Paper 2: Taking Short Cuts - Saville Assessment Nordic

Our second presentation of the symposium provided an overview of the challenges that test developers often face when trying to develop shorter assessments that are reliable, valid and fair.

For a long time, much of the research literature and practice in this area has made the assumption that longer tests are more effective, particularly when it comes to applications which involve decision-making, such as selection. This view was discussed throughout this presentation, as well as the difficulties often faced when developing shorter tests.

Length of test and reliability

One of the assumptions of Classical Test Theory is that longer questionnaires provide greater reliability and that greater reliability should lead to increased validity.

However, there is an assumption within the formula (the Spearman Brown Prophecy Formula) that is used to provide an estimate to correct for scale length that each question item within a questionnaire will provide equivalent shared variance and will contribute equally to reliability.

In reality, this is an invalid assumption as some question items are often better than others. To chase a higher internal consistency, longer questionnaires typically contain many redundant items.

Shorter questionnaires typically have a low internal consistency (the question items measure different things). However some well researched and developed questionnaires have been shown to have strong reliability estimates in terms of alternate form and test re-test (Rammstedt et al., 2018, Saville et al, 2012). Arguably, this is the ideal scenario – a test that has broad, short but reliable questionnaire scales.

Length of test and validity

More reliable assessments should lead to assessments of higher validity. However, longer tests are not necessarily more reliable. We looked at what evidence there is to suggest that longer tests are more valid.

An important paper by Burisch (1984) compared the validity of different personality questionnaires and found that length was not an important indicator of validity. More recent work by the same author (Burisch, 1997) indicated that it was possible to select the most valid items from a personality scale. Shorter scales with as little as two items outperformed their much longer counterparts.

So, why don’t we simply develop shorter questionnaires?

The first issue is that despite shorter scales being valid with a small number of items, some behavioral traits have a degree of breadth in the content that they measure. This may make it difficult to cover the content with a small number of items.

However, there is a solution to this. Measuring behavioral traits in a scale hierarchy with narrow traits at the bottom, summing to create broader trait measures or factors at the top of your personality scale hierarchy can provide a solution to this issue. For example, a short measure of the Big Five has recently been developed by Soto and John (2017) which, as well as measuring the Big Five, measures three sub-facets using just 30 items.

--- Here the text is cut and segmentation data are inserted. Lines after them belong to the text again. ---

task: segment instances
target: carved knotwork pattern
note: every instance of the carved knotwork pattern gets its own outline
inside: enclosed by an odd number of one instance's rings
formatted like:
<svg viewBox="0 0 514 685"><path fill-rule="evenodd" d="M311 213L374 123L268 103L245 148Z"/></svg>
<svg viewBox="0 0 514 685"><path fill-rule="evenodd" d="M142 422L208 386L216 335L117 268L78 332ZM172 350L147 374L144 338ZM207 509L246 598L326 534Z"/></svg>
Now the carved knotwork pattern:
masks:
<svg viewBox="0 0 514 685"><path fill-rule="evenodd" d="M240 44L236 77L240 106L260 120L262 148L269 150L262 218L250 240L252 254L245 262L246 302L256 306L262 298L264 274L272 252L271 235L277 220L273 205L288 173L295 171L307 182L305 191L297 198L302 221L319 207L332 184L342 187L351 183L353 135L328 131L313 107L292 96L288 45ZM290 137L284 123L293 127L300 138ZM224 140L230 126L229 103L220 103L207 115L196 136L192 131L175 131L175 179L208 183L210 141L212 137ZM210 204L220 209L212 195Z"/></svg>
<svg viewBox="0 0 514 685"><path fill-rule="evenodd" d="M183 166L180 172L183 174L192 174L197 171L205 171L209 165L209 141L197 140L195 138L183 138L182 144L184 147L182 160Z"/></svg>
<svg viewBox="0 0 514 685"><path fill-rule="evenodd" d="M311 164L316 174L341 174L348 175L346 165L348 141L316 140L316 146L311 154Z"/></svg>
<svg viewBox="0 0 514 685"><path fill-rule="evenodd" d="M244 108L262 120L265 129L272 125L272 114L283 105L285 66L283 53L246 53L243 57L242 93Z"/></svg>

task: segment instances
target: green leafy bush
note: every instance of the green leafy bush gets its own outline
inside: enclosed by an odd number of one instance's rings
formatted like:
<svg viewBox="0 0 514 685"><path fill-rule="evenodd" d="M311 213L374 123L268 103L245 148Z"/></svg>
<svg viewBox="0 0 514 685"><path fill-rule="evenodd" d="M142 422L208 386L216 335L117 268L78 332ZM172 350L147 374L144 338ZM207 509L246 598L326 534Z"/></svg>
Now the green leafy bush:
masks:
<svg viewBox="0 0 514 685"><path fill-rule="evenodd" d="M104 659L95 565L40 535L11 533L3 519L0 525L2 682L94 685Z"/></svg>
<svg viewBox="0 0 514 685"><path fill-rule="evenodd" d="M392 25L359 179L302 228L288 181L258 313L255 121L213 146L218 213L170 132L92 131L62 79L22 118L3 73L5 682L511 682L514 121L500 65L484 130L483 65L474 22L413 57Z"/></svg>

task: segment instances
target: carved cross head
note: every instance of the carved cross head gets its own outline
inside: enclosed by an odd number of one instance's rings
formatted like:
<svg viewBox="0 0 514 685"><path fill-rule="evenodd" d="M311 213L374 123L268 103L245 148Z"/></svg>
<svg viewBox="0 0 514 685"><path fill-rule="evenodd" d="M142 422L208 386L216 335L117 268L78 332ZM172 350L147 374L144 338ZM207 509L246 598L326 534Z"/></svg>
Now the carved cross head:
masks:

A second issue for short scales is that they can struggle to have sufficient variance to profile scores. This issue was highlighted by MacIver (1997) who found that five-point Likert formats and most-least formats, which select from three or four response options, typically only provide three points towards the overall scale score.When profiling scores, on a 1 to 10 scale, at least five and often many more items will be typically needed. To counter this, it is possible to use other formats. For example, the Wave personality questionnaire uses an interactive normative and ipsative format based on a nine-point Likert scale and six alternative items options to be ranked. This delivers a much larger range of responses from one single interactive online questionnaire item.

A final consideration noted for short scales to be used in decision-making is which level in the personality hierarchy is most valid.